It was Alan Dershowitz, an American lawyer and academic, who made the following penetrative observation in relation to governance:
We all learn in school that the judicial, legislative and executive branches of government must check and balance each other. But other non-state institutions must participate in this important system of checks and balances as well. These checking institutions include the academy, the media, religious institutions and NGOs.
In Kenya, while the executive and the media have in the past few months been vocal on the issue of corruption, all the other institutions in Kenya that are supposed to support or disapprove allegations by other institutions have largely remained silent.
The tragedy is that no one questions the veracity or seeks to establish the impact of corruption anymore. The academia, just like a street vendor, relies on rumours to tell part of their story on corruption.
If the academia bothered to understand the relationship between corruption and economic development or the impact of corruption and institutional efficiency, they would help intensify the fight against corruption and shed some light on the responsiveness of each institution with respect to citizen needs.
The Judiciary, for example, has been on the receiving end for what is alleged to be its impediment to justice but no legal scholar has helped to explain how we can strengthen judicial integrity in the face of corruption.
To change the corruption narrative from where we are at the moment and make steps toward improvement, research must inject more information. We have millions of data sets in the form of wealth declaration but it is never used to reconcile with suspect wealth.
Cartels behind corruption are known and they can fix anybody through Kenya’s case law management that begins with the police and ends up in Judiciary but no credible study has ever been done to expose glaring loopholes.
Many cases have gone through our courts and most of them are in the public domain through the digitisation of court cases at the Kenya Law Reform Commission, but rarely do we see legal scholars combing through these records to review the cases as a strategy to validate the rulings based on the maxim of checks and balances or to compare such jurisprudence with African traditional morality and international norms.
Such reviews will send warning to judges that their work is being monitored and that at some point in future their decisions will be revealed to have been nothing but obstacles to progress. How else can we deal with the acrimonious relationship in the justice system if such reviews don’t exist?
In the past, we have suggested digitisation of Kenya’s case law management from the police occurrence book to the Judiciary, but there has been spirited resistance with strange excuses like the cost of digitising tools being fronted. A simple smart phone could easily capture data and have it stored in the cloud to avoid tampering of evidence.
This too is a huge area of study by a multidisciplinary team of researchers to give evidence on building of a robust case law management. Instead, nothing changes and that is why the current corruption narrative seems to be leaning more towards being a socially tolerated menace as evidenced by politicians calling on their communities to stand behind their indiscretions.
The Civil Society and other interest groups in their role of checking institutions need credible evidence to confront other institutions but in the absence of research even their arguments can pass as opinions.

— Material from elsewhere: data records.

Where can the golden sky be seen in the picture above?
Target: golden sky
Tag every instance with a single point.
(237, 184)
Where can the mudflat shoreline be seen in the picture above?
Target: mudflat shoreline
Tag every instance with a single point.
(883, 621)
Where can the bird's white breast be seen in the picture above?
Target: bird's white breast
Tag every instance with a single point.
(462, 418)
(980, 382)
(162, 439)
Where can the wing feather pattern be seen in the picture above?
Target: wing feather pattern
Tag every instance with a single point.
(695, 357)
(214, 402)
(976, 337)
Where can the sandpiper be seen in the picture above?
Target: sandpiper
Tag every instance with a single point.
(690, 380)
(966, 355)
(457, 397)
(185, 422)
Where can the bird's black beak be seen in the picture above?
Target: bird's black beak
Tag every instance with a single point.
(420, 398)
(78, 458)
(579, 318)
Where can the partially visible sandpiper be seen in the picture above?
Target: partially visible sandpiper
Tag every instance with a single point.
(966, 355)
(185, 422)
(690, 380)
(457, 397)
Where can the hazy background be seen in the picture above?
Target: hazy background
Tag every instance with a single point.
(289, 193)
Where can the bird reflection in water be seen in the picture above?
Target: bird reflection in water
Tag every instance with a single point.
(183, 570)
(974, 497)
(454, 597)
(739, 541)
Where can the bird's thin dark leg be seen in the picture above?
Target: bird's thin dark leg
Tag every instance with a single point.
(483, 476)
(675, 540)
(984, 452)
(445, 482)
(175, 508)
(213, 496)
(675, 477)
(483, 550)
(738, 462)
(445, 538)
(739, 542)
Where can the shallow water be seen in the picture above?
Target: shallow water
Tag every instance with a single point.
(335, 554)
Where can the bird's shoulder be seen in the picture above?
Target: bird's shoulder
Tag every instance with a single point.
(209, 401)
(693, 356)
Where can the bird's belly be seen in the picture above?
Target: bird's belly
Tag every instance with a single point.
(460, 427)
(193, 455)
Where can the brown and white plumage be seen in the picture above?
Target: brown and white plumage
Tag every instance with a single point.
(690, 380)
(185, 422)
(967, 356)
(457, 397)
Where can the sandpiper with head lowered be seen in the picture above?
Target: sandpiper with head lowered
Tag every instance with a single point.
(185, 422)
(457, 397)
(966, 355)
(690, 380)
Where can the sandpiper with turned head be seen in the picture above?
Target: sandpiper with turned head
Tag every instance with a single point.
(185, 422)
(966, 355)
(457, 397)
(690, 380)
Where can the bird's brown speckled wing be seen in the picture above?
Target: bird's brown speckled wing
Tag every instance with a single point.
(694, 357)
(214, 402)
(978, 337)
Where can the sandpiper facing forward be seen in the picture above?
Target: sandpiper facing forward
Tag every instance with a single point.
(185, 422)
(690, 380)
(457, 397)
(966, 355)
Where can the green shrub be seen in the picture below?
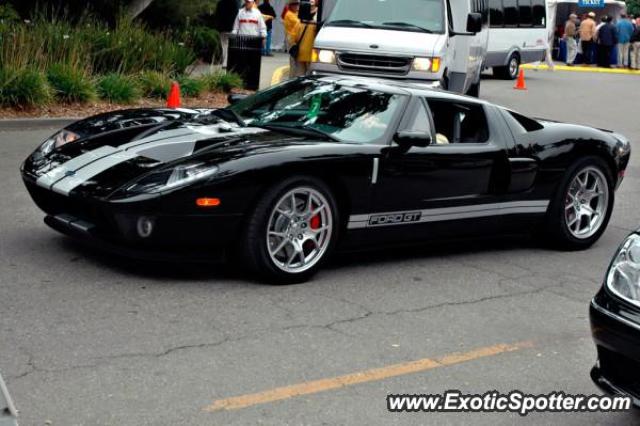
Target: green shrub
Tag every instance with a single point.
(222, 81)
(118, 88)
(71, 84)
(23, 88)
(204, 42)
(192, 87)
(154, 84)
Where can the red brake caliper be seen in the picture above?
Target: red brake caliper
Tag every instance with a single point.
(315, 222)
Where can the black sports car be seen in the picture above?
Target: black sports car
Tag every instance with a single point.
(615, 324)
(282, 177)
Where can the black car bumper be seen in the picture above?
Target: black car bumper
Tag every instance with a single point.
(616, 333)
(115, 228)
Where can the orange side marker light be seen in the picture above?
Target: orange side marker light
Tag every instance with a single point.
(208, 202)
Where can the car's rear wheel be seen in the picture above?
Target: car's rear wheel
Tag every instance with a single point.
(582, 208)
(291, 231)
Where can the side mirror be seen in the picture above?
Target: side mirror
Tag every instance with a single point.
(408, 138)
(474, 23)
(234, 98)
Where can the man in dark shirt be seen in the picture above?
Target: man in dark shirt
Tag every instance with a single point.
(607, 38)
(269, 14)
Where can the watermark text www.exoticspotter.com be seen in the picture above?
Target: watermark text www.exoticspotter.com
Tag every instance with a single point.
(514, 402)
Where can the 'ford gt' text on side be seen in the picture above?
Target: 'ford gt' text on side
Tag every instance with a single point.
(283, 177)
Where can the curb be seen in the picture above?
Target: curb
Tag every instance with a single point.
(18, 124)
(578, 68)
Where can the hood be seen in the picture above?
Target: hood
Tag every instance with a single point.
(392, 42)
(101, 163)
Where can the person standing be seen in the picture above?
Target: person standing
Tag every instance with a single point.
(291, 23)
(223, 19)
(587, 33)
(570, 33)
(635, 41)
(607, 38)
(250, 22)
(269, 14)
(624, 28)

It is also time for these institutions to change tact and begin evidence-based interventions. Activist Okiya Omtata, although seemingly running a solely managed outfit, has done more legal research as a public defender than some of the well-oiled institutions.
Religious organisations, despite sometimes adding their voices to the fight against corruption, have also been receiving dirty money.

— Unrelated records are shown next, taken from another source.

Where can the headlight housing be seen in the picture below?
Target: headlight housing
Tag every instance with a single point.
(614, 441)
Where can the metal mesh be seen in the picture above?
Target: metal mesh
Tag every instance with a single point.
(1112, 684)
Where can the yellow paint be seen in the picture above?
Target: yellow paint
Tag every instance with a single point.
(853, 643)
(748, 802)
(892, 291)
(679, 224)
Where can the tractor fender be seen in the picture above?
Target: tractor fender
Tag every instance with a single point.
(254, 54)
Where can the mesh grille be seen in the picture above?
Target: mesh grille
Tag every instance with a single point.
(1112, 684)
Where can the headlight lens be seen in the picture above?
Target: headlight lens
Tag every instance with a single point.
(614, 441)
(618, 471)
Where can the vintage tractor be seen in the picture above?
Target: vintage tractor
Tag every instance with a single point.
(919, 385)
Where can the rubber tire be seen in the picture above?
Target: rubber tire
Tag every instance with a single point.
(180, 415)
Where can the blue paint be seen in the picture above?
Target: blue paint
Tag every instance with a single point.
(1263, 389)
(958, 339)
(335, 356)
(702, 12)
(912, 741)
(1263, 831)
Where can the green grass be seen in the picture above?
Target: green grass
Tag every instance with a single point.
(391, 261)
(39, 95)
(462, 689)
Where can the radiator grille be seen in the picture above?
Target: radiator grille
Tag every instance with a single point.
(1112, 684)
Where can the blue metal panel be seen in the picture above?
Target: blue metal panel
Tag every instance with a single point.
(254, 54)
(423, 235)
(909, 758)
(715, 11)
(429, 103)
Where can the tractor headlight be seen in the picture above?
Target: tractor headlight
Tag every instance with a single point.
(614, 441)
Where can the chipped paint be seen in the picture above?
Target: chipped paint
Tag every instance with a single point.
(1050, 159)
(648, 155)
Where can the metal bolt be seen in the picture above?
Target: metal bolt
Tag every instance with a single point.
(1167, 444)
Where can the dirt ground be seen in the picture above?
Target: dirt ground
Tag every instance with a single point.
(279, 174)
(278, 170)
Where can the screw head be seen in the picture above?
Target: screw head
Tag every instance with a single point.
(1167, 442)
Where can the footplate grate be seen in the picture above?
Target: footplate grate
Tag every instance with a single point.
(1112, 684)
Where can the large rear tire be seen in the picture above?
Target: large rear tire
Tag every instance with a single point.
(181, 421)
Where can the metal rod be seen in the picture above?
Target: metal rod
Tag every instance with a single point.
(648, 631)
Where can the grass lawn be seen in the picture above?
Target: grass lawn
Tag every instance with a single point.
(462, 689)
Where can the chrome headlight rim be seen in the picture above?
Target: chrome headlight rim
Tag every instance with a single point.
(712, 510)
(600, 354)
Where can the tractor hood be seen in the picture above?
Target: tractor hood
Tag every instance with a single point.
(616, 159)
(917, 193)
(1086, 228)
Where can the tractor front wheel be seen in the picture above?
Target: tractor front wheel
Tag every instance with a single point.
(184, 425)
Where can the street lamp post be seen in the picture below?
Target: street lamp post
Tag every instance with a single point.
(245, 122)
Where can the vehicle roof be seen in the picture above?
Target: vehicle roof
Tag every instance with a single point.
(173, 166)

Even as the Catholic Church refused a gift that in their wisdom may have compromised their integrity, many other religious institutions have served to fuel corruption and as a result compromised their ability to speak out.

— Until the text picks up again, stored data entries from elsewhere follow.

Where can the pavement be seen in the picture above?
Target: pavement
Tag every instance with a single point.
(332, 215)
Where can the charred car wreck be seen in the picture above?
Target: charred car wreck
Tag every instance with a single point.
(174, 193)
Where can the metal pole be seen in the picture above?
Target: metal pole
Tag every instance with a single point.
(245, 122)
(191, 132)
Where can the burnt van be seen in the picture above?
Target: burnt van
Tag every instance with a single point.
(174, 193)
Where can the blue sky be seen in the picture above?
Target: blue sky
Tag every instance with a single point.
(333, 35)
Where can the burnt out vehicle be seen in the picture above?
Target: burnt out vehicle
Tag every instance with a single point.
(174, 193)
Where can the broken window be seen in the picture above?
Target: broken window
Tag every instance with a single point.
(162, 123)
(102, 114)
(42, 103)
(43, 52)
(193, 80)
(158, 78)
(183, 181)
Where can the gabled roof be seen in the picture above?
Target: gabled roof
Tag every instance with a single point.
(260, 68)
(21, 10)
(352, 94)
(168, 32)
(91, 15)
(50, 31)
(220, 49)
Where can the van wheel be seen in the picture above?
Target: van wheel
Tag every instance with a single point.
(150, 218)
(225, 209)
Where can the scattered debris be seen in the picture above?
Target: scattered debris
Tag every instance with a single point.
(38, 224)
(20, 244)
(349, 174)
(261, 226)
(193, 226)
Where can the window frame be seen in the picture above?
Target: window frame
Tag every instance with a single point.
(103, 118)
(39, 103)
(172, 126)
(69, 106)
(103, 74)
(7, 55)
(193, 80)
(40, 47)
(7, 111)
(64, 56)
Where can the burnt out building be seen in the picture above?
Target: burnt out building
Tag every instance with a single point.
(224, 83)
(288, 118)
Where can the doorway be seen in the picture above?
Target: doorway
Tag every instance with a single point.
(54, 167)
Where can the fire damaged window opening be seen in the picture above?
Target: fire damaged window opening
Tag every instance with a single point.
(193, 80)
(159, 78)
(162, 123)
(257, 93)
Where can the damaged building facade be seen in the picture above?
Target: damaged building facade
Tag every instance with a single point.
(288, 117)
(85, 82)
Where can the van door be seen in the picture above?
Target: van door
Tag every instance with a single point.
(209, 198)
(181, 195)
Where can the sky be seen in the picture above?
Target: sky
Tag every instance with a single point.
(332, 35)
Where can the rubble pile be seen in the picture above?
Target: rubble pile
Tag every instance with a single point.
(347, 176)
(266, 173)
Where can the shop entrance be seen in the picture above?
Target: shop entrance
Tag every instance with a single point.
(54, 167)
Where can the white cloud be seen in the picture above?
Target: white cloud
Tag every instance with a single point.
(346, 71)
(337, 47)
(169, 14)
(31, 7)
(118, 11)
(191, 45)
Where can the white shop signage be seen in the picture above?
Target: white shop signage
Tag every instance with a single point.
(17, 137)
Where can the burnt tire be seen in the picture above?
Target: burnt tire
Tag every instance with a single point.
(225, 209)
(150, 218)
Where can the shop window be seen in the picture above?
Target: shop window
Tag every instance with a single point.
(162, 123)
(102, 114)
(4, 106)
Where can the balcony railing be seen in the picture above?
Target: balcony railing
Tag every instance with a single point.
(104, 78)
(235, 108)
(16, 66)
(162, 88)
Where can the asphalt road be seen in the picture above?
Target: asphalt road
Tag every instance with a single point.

In governance, there are sacrifices that we each must painfully make as a strategy for building a better future. Religious groups must not just be heard condemning corruption but must be seen fighting it.
If we all did our part to change this country, we could effectively deal with most of the problems we face. The irony is that we accept and empathise with those who claim to have been falsely accused of corruption instead of asking them to reconcile such wealth with what was declared a few years back.
It is President Harry Truman who said, "You can't get rich in politics unless you're a crook." As we move closer to 2022, politicians are splashing money but no “checking” institution has asked the source of such wealth. Our silence means that the corruption scourge has become part of the fabric our society.
We are all in one way or another part of the watchdog institutions and as such have some responsibility as to what happens in this country.
Let us stand up and be counted. And that is how we can build a better governance system for our country.